The
Provenance
Working Groupbegan its activities with a charter naming some 17
concepts relevant to provenance, such as resource, process
execution, use, derivation, version, etc
For the first 3 months leading to our
first face to face meeting, we debated definitions for these
concepts. Importantly, for the social cohesion of the group, we
developed a common vocabulary shared by members to communicate.
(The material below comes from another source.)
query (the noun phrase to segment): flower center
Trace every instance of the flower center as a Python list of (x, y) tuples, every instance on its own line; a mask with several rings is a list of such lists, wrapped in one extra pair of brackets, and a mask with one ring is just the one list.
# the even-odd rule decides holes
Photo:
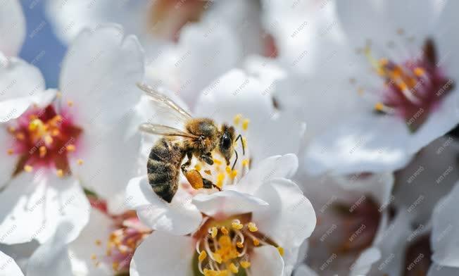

Following the first face to face meeting, editors were tasked to
produce a concrete document, against which the group could formally
raise issues and make concrete proposals. In October, this document
was released as a first public working draft. We were aware of its
limitations, but it served an important purpose: it was setting the
direction and scope of the model we were proposing to
standardize.
Since then, the group has worked really hard at rationalising
concepts of the PROV data model. Key hilights include:
- introduction of the notion of responsibility, which may be
assigned to agents, for the activities they participated in
- a better characterisation of derivation, which represents, for
example, the transformation of a raw data set into linked data
- ability for the model to track how collections of data
evolved
- a relation which expresses that two different descriptions
relate in some way to a same thing in the world
- definition of a set of constraints, which allow humans and
reasoners to determine whether a set of provenance assertions makes
sense
The
third working
draft includes these changes, and we feel that the data model
has reached some level of stability, and that from now on any
release should be synchronised with
PROV ontology
definition and the
PROV primer.
At our
second face to face meeting, we debated intensively what
identifiers of the model denote. A challenge one faces with
provenance (as well as any form of metadata) is that provenance may
no longer be valid if the subject of provenance changes. To make
provenance assertions robust, a partial state of the subject has to
be characterised in terms of time and attributes, and its
provenance expressed.
However, a lot of current practice simply identifies the subject
of provenance with a URI where nothing is said about the identified
resource state. Thus, the prov-wg has decided that it will present
the data model, to support this common usage. In a separate
document, an upgrade path will be proposed: to produce a more
robust form of provenance, extra assertions can make explicit the
extent to which provenance assertions keep an interpretation when
changes in subjects occur.
Work on the fourth working draft has already begun; when
complete, I will blog again about it.